Nor is it enough just to bring in social media (although he urged any CIO in the audience who didn’t have a Facebook page or wasn’t monitoring Twitter to do so ASAP). That ship has sailed. The Millennials who work for his audience members’ companies are already communicating and connected, Moss said. The typical college student is as adept at managing huge amounts of data and information as IT departments were 10 and 15 years ago.
“I think the real question for information technology is, how do you change your job so that it is no longer about being in control, but in some sense optimizing these tools that your employees have been employing at your company and connecting them with customers,” Moss said.
Moss and Erik Brynjolfsson, a professor at the MIT Sloan School of Management and director of the school’s MIT Center for Digital Business, argued that IT professionals should dwell less on automating and controlling business processes — that work is done — and focus more on the people who are generating data and on ways to help them make sense of that data. Brynjolfsson talked up the value of controlled experiments to find out what customers really want, on a person-by-person basis.

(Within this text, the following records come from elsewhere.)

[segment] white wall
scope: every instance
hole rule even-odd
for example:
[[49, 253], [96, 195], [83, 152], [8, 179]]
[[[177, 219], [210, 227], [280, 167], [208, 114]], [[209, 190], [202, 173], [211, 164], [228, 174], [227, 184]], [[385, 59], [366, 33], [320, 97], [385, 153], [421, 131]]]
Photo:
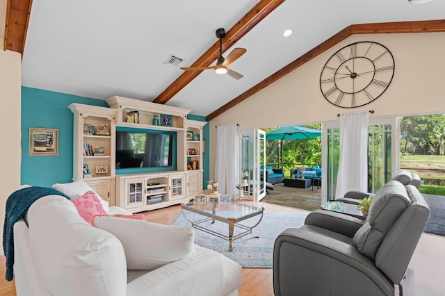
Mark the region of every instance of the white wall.
[[[3, 44], [3, 40], [0, 40]], [[0, 101], [3, 110], [0, 116], [1, 129], [1, 175], [0, 176], [0, 227], [3, 233], [5, 207], [8, 197], [20, 185], [20, 101], [21, 55], [0, 49]], [[2, 236], [3, 237], [3, 236]], [[0, 240], [0, 254], [3, 254]]]
[[[335, 51], [359, 41], [386, 46], [394, 57], [394, 76], [372, 103], [355, 109], [334, 106], [320, 90], [321, 69]], [[216, 125], [238, 123], [244, 129], [321, 123], [359, 110], [374, 110], [371, 117], [445, 111], [444, 48], [445, 33], [356, 35], [343, 40], [211, 121], [210, 179], [214, 179]]]

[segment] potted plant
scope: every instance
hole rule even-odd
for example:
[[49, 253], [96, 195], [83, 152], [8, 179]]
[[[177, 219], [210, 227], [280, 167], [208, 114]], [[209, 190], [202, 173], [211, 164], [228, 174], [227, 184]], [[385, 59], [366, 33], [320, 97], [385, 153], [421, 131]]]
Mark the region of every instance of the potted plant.
[[371, 206], [371, 202], [373, 201], [373, 198], [374, 195], [370, 195], [368, 197], [359, 199], [359, 204], [357, 206], [357, 208], [365, 216], [368, 215], [369, 206]]

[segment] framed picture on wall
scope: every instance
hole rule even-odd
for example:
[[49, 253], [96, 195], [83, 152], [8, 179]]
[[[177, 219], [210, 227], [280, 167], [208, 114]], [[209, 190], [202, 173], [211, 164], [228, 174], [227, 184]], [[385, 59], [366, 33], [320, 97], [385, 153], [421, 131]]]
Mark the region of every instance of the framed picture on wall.
[[90, 174], [90, 168], [88, 167], [88, 165], [87, 165], [86, 163], [83, 165], [83, 176]]
[[28, 133], [29, 155], [58, 155], [58, 129], [30, 127]]

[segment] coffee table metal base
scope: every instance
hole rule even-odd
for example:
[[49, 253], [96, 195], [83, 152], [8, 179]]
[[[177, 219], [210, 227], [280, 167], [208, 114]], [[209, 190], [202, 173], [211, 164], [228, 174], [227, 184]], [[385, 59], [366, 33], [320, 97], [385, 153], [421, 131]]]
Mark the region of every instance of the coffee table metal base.
[[[231, 217], [228, 217], [227, 219], [218, 219], [219, 217], [218, 216], [215, 216], [213, 215], [215, 214], [214, 212], [213, 212], [211, 214], [209, 213], [207, 213], [207, 212], [201, 212], [201, 211], [191, 211], [194, 213], [197, 213], [198, 214], [200, 215], [203, 215], [204, 216], [208, 216], [204, 219], [201, 219], [197, 221], [191, 221], [190, 220], [187, 219], [187, 217], [186, 215], [184, 215], [184, 210], [187, 210], [187, 211], [191, 211], [190, 208], [184, 207], [184, 204], [182, 206], [182, 211], [183, 211], [183, 215], [184, 217], [184, 218], [188, 221], [189, 222], [191, 223], [192, 224], [192, 227], [196, 229], [200, 229], [202, 231], [204, 232], [207, 232], [207, 233], [210, 233], [211, 235], [213, 235], [215, 236], [217, 236], [220, 238], [222, 238], [224, 240], [228, 240], [229, 241], [229, 251], [232, 252], [232, 242], [235, 240], [237, 240], [240, 238], [242, 238], [243, 236], [245, 236], [248, 234], [250, 234], [252, 236], [253, 236], [255, 238], [259, 238], [259, 236], [254, 236], [253, 233], [252, 233], [252, 229], [253, 229], [254, 228], [255, 228], [257, 226], [258, 226], [258, 224], [259, 224], [259, 222], [261, 222], [261, 220], [263, 219], [263, 213], [264, 211], [264, 208], [263, 208], [263, 211], [261, 211], [260, 212], [258, 212], [257, 213], [256, 213], [256, 215], [251, 215], [249, 216], [246, 216], [243, 217], [242, 219], [236, 219], [236, 218], [231, 218]], [[261, 215], [261, 217], [259, 218], [259, 220], [258, 220], [258, 222], [253, 226], [252, 227], [249, 227], [249, 226], [246, 226], [246, 225], [243, 225], [241, 223], [239, 223], [239, 222], [244, 220], [245, 219], [252, 217], [254, 217], [256, 215]], [[213, 216], [213, 217], [212, 217]], [[201, 224], [202, 224], [203, 223], [205, 223], [207, 222], [211, 221], [212, 222], [212, 224], [215, 222], [215, 220], [218, 220], [218, 221], [221, 221], [225, 223], [227, 223], [228, 227], [229, 227], [229, 235], [226, 236], [223, 233], [220, 233], [219, 232], [216, 232], [214, 231], [211, 229], [209, 229], [207, 228], [206, 228], [205, 227], [202, 226]], [[242, 232], [236, 234], [236, 236], [234, 236], [234, 230], [235, 229], [235, 227], [238, 227], [239, 229], [243, 229]]]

On the other hand, Dr. Jeanne Ross, director of the Center for Information Systems Research at MIT Sloan, and Marilyn Smith, MIT’s new head of IS and technology, were not convinced that IT professionals should give up control anytime soon. Nor were they ready to pronounce that the productivity gains realized from automating and optimizing business processes are in the past. Many businesses run on legacy systems that can’t be thrown out, Smith noted, and would benefit from being optimized. Most organizations have “sacred transactions” that need to be gotten right, Ross said. Stable platforms give people the freedom to innovate.
“The great irony from everything we have learned about innovation is that the first thing we need is a solid platform that captures the stable part of the business, so you have something to build on when you are building your innovative processes,” Ross said. It was important, she said, “not to throw the baby out with the bath water.”